Efficiently Encode and Decode Sorted Integer Lists in Python (Cython Optimized)
csortedintencode
is a Python library designed for highly efficient encoding and decoding of sorted lists of integers. Implemented in Cython, it achieves significant performance improvements over pure Python implementations while also providing substantial space savings.
This library utilizes a combination of two powerful techniques:
- Delta Encoding: Reduces the magnitude of numbers in sorted lists by storing the difference between consecutive values. This is especially effective when dealing with sequences where numbers are close to each other (e.g., timestamps, IDs, time-series data).
- Varint Encoding (Variable-Length Encoding): Represents integers using a variable number of bytes.

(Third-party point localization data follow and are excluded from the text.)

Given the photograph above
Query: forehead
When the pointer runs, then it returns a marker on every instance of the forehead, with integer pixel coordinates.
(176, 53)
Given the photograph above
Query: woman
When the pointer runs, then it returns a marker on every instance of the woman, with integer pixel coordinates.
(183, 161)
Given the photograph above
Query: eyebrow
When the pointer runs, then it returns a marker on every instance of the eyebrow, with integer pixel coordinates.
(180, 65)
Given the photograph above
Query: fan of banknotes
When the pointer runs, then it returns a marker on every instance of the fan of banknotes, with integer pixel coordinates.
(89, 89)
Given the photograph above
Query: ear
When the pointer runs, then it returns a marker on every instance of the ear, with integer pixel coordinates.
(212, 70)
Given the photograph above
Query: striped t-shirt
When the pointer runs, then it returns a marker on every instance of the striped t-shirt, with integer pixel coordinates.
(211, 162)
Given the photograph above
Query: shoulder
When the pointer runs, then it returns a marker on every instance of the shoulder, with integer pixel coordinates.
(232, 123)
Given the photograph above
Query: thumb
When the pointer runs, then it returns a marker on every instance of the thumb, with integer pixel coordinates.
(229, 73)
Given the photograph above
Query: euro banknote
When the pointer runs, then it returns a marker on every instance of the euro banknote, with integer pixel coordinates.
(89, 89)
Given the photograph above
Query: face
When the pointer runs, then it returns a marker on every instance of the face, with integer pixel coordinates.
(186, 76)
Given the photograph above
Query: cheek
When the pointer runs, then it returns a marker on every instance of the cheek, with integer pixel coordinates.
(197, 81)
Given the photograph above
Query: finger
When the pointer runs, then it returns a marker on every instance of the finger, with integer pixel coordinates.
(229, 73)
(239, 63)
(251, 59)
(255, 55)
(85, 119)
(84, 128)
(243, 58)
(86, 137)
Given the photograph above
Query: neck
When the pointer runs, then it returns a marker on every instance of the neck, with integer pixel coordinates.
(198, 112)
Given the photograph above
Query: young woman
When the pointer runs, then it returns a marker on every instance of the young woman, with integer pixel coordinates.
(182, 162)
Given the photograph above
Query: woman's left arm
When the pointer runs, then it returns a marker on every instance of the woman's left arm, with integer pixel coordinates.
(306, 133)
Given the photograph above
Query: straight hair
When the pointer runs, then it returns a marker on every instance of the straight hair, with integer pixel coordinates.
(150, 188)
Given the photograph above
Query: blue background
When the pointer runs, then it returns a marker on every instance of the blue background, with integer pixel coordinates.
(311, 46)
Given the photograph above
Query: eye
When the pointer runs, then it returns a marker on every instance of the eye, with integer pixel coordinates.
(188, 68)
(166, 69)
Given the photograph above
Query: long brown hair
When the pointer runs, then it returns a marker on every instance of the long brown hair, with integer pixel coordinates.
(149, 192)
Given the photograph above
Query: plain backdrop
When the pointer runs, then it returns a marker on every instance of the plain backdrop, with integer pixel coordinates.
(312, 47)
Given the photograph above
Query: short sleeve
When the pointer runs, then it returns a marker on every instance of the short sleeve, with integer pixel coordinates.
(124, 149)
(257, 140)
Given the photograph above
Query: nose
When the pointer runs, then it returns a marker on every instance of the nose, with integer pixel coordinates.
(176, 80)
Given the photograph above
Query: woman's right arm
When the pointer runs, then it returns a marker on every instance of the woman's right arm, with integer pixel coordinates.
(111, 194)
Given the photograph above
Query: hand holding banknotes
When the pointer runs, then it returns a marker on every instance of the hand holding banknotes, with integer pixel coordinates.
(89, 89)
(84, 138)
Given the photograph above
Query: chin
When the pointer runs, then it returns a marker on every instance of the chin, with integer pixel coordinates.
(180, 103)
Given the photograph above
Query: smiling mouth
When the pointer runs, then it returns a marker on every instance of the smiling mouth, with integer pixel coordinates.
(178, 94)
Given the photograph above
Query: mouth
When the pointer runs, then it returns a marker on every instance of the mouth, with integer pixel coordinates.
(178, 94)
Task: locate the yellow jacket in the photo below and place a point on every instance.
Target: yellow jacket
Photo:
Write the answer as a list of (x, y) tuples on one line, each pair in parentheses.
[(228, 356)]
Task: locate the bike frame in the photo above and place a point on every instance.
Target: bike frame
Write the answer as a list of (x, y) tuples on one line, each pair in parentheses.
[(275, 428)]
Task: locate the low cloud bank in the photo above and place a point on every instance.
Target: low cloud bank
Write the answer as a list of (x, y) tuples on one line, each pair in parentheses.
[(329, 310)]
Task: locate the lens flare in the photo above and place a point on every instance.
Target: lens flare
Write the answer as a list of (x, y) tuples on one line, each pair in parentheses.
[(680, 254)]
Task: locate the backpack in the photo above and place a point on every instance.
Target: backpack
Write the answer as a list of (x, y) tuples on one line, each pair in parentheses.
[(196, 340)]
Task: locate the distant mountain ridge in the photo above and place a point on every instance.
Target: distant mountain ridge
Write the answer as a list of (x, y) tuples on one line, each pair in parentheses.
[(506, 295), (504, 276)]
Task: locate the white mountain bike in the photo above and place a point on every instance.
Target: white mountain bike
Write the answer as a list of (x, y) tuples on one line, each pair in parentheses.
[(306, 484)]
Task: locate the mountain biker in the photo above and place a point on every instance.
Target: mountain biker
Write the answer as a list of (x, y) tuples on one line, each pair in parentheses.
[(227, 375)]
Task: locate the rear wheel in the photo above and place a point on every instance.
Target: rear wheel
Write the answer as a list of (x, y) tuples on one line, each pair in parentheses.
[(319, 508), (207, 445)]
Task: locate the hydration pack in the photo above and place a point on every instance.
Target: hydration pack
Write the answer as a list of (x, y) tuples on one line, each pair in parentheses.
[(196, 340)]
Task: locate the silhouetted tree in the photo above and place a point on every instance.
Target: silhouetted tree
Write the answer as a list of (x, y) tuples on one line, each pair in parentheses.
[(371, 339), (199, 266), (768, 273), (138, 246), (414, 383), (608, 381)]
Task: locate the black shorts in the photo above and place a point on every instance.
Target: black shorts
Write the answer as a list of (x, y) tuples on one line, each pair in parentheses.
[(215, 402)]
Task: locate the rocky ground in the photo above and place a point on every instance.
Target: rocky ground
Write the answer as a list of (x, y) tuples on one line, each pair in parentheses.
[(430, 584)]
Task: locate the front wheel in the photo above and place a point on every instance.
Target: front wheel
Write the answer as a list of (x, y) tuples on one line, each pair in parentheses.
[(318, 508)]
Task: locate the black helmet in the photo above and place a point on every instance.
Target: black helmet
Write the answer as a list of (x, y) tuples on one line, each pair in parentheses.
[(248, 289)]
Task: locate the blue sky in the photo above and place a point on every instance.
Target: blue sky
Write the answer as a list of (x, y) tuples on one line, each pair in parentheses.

Smaller integers are encoded with fewer bytes, minimizing the storage space required for frequently occurring small values.
By combining delta and varint encoding, csortedintencode
offers a compact and fast way to serialize sorted integer data for storage, transmission, or other applications where efficiency matters.
- Highly Efficient: Implemented in Cython for near-C performance, significantly faster than pure Python alternatives.
- Space-Saving: Combines delta and varint encoding to minimize the byte representation of sorted integer lists.
- Arbitrary Length Integer Lists: Handles lists of integers of any size, limited only by system memory.
- Handles Integers > 256: Supports integers beyond the single-byte range, encoding them appropriately using varint.
- Simple API: Easy-to-use functions for both encoding and decoding.
- MIT Licensed: Openly licensed for free use in your projects.
You can install csortedintencode
using pip:
pip install csortedintencode
Here's a quick example of how to use the library to encode and decode a sorted list of integers:
from csortedintencode import encode_sorted_integers, decode_sorted_integers
# Example sorted list of integers
sorted_numbers = [100, 101, 103, 105, 110, 250, 255, 1000, 1500]
# Encode the list to bytes
encoded_bytes = encode_sorted_integers(sorted_numbers)
print(f"Encoded bytes: {encoded_bytes}")
print(f"Encoded bytes (hex): {encoded_bytes.hex()}")
# Decode the bytes back to a list of integers
decoded_numbers = decode_sorted_integers(encoded_bytes)
print(f"Decoded integers: {decoded_numbers}")
# Verify that the decoded list is the same as the original
assert decoded_numbers == sorted_numbers
print("Decoding successful!")
csortedintencode
is designed for speed. By leveraging Cython and optimized algorithms, it offers substantial performance gains compared to pure Python implementations for encoding and decoding sorted integer lists. The combination of delta and varint encoding also results in significant space savings, particularly for lists where consecutive numbers are close in value.
csortedintencode
is released under the MIT License. See the LICENSE file for details.